The authors contacted The Lancet immediately, in July 2016, to inform them of the issue. Sven Trelle, the paper’s corresponding author, also told us:
…it was clear very early on/quickly that the changes will not affect the conclusions but only insignificant numbers.
But given “the extent of the changes necessary,” The Lancet editors opted to retract the article and publish a corrected version, after the paper had been analyzed and reviewed again.
The process took a year. In that time, the uncorrected paper—which, according to Trelle, has the potential to change practice—has been cited 23 times, making it a Highly Cited Paper (HCP), according to Clarivate Analytics’ Web of Science. The HCP designation means that the paper received enough citations to place it in the top 1% for its field and publication year.
Still, The Lancet did not issue an expression of concern or otherwise notify readers of the problem. A spokesperson for The Lancet explained:
An expression of concern was not thought to be needed in this case as these are usually only used as an interim position, often while we await the outcome of an institutional investigation, which in this case wasn’t indicated – what we did need was further analysis and further review.
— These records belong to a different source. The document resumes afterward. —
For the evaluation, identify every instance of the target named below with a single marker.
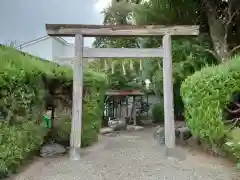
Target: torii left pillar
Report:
(75, 143)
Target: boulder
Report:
(106, 130)
(52, 150)
(117, 124)
(134, 128)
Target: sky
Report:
(24, 20)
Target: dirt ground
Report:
(130, 156)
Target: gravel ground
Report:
(130, 156)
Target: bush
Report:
(206, 94)
(232, 145)
(158, 113)
(18, 143)
(26, 82)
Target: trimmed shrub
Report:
(26, 83)
(158, 113)
(18, 143)
(232, 145)
(206, 94)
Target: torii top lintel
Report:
(120, 30)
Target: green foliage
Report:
(25, 83)
(158, 113)
(205, 95)
(233, 144)
(22, 84)
(18, 143)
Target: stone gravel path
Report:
(130, 156)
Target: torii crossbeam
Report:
(80, 31)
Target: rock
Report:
(106, 130)
(193, 141)
(117, 124)
(51, 150)
(183, 133)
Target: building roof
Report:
(42, 39)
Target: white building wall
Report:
(58, 49)
(42, 48)
(52, 49)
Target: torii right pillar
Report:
(169, 123)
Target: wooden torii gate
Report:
(80, 31)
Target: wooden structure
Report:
(120, 106)
(81, 31)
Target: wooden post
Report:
(168, 94)
(76, 130)
(134, 111)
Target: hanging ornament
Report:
(105, 65)
(124, 70)
(131, 64)
(113, 67)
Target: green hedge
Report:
(18, 143)
(205, 95)
(25, 83)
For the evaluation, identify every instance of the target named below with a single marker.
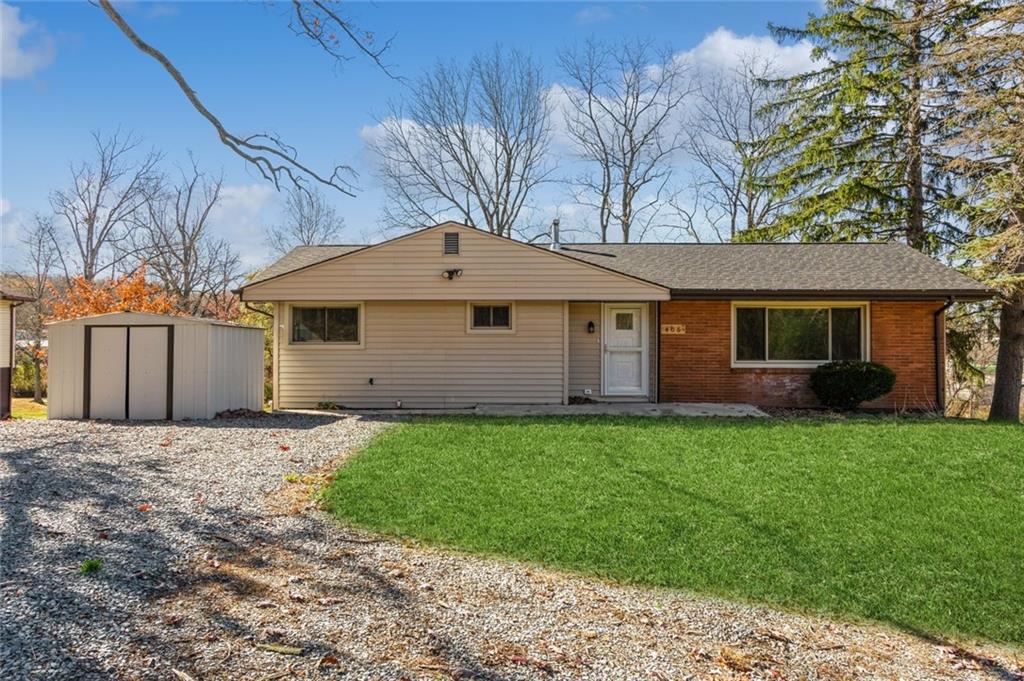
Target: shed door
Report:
(127, 372)
(108, 372)
(147, 373)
As the Comment says, “the overall message remains the same”.
On July 8, 2017, The Lancet published a retraction and replacement notice as well as the revised manuscript. Here’s the retraction and replacement notice:
On March 17, 2016, The Lancet published online a network meta-analysis of the effectiveness of non-steroidal anti-inflammatory drugs for pain in knee and hip osteoarthritis, and the Article was published in print on May 21, 2016.1 On July 6, 2016, the authors drew our attention to two missed trials2, 3 and a duplicate publication.4, 5 Lancet editors discussed the corrections that were needed in the paper, and decided, in accordance with the Committee on Publication Ethics’ guidelines, that because of the extent of the changes necessary, the previous version of the Article should be retracted and a corrected version republished after reanalysis and rereview.
Today we retract the previous version and republish online the corrected version of the Article,6 in which the findings are slightly changed—ie, confidence intervals around the effects have changed slightly, mainly in the second digit after the decimal point, and the test for a linear dose effect is now significant for only one preparation (but was for three in the previous publication). The overall message remains the same. The previous version of the Article has been added to the appendix in the new version and is marked retracted.
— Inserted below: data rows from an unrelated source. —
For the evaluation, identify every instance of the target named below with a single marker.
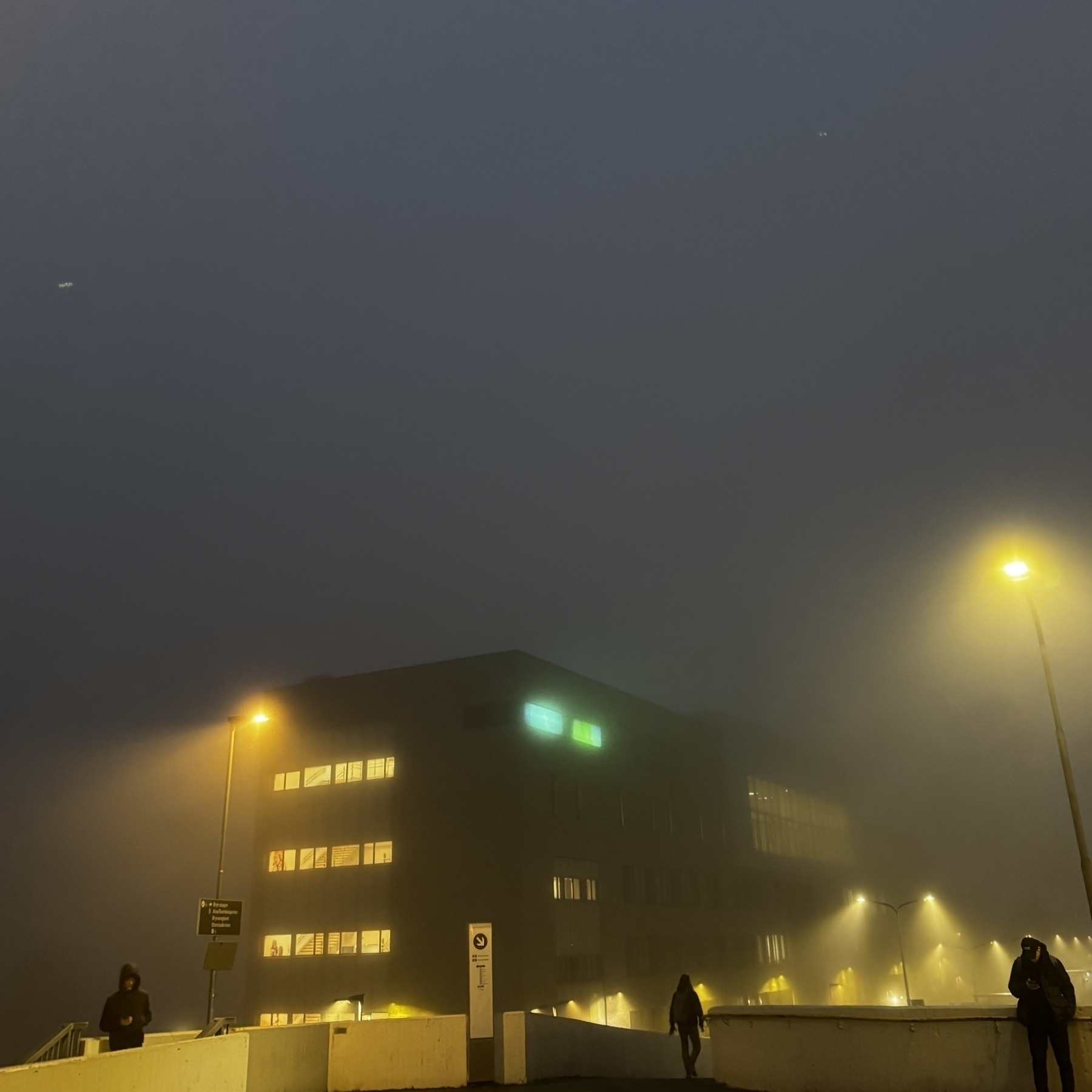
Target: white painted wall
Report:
(293, 1059)
(209, 1065)
(415, 1053)
(538, 1046)
(858, 1048)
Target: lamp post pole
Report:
(898, 925)
(233, 724)
(1075, 808)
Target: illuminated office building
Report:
(613, 843)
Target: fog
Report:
(719, 352)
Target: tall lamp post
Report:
(1018, 573)
(898, 925)
(233, 723)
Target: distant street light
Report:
(898, 925)
(1019, 573)
(234, 723)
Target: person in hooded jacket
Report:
(127, 1013)
(687, 1015)
(1045, 1004)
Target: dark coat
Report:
(1057, 991)
(126, 1003)
(686, 1009)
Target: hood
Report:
(129, 972)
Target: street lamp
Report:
(1019, 573)
(898, 925)
(233, 723)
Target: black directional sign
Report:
(218, 917)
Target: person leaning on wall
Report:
(1046, 1002)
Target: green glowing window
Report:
(585, 733)
(543, 719)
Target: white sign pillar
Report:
(480, 971)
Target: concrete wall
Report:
(416, 1053)
(211, 1065)
(536, 1046)
(288, 1059)
(101, 1044)
(797, 1048)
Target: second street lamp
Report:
(1020, 573)
(233, 723)
(898, 925)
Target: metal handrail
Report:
(220, 1026)
(65, 1044)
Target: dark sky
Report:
(698, 346)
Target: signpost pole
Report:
(480, 1007)
(233, 723)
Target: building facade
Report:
(612, 843)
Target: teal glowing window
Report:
(585, 733)
(543, 719)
“Effectiveness of non-steroidal anti-inflammatory drugs for the treatment of osteoarthritis pain: a network meta-analysis” received 22 of its 23 citations after July 2016.
Trelle, who is based at the University of Bern in Switzerland, also told us:
…we were contacted by an external group that informed us that we had missed 2 trials and included 1 duplicate. We decided to consider these trials. Not unsurprisingly, all numbers change after changing the dataset and we decided to be fully transparent about the changes. However, none of the changes were clinically relevant or changed the conclusions/interpretation.
Still, the extent of the changes made it necessary for The Lancet to classify the correction as a retraction-republication. The accompanying comment is transparent in this respect. Personally, I consider the classification as retraction unfortunate – but this is obviously the opinion of an author and I acknowledge that others might have another view.
Although the authors “immediately informed The Lancet about the issue,” Trelle explained that:
Re-running everything took a little bit of time (especially because we re-checked the whole selection process again also) but it was clear beforehand (given the small amount of changes in the data) that none of the conclusions would change.
A spokesperson for The Lancet explained:
… further analysis was needed to be done by the authors, and then the editors sought further review of the paper, hence the delay.
The spokesperson added:
We have published the corrected version of the paper, and the previous version remains attached to the appendix for full transparency, so that others can compare the findings.
In the past few years, we have seen an uptick in the use of retraction and replacement, especially in The Lancet and JAMA. According to several editors, retract and replace is a good option for correcting honest mistakes that may be too extensive for an erratum.